One database server in a cluster. A term node differs from the term database server because there's more than one node in a cluster. A node includes the database server, the OS, and the physical hardware, which is always separate from other nodes in a high-availability context.

Physical replication

Copies all changes from a database to one or more standby cluster members by copying an exact copy of database disk blocks. While fast, this method has downsides. For example, only one master node can run write transactions. Also, you can use this method only where all cluster members are on the same major version of the database software, in addition to several other more complex restrictions.

Read scalability

Can be achieved by introducing one or more read replica nodes to a cluster and have the application direct writes to the primary node and reads to the replica nodes. As the read workload grows, you can increase the number of read replica nodes to maintain performance.

Recovery point objective (RPO)

The maximum targeted period in which data might be lost due to a disruption in delivery of an application. A very low or minimal RPO is a driver for very high availability.

Recovery time objective (RTO)

The targeted length of time for restoring the disrupted application. A very low or minimal RTO is a driver for very high availability.

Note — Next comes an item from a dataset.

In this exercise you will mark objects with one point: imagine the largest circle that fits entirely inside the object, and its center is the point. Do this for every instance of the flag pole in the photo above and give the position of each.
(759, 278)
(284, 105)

Single point of failure (SPOF)

The identification of a component in a deployed architecture that has no redundancy and therefore prevents you from achieving higher levels of availability.

Switchover

A planned change in connection between the application and the active database node in a cluster, typically done for maintenance.

Synchronous replication

When changes are updated at all participating nodes at the same time, typically leveraging two-phase commit. While this approach delivers immediate consistency and avoids conflicts, a performance cost in latency occurs due to the coordination required across nodes.

Two-phase commit (2PC)

A multi-step process for achieving consistency across multiple database nodes.

Vertical scaling or scale up

A traditional computing approach of increasing a resource (CPU, memory, storage, network) to support a given workload until the physical limits of that architecture are reached, e.g., Oracle Exadata.

Write scalability

Occurs when replicating the writes from the original node to other cluster members becomes less expensive. In vertical-scaled architectures, write scalability is possible due to shared resources. However, in horizontal scaled (or nothing-shared) architectures, this is possible only in very limited scenarios.

Write leader

In always-on architectures, a node is selected as the correct connection endpoint for applications. This node is called the write leader. By selecting a write leader for applications to use, unintended multi-node writes can be avoided. The write leader is selected by consensus of a quorum of proxy nodes. If the write leader becomes unavailable, the proxy nodes select another node to become write leader. Nodes that aren't the write leader are referred to as shadow nodes.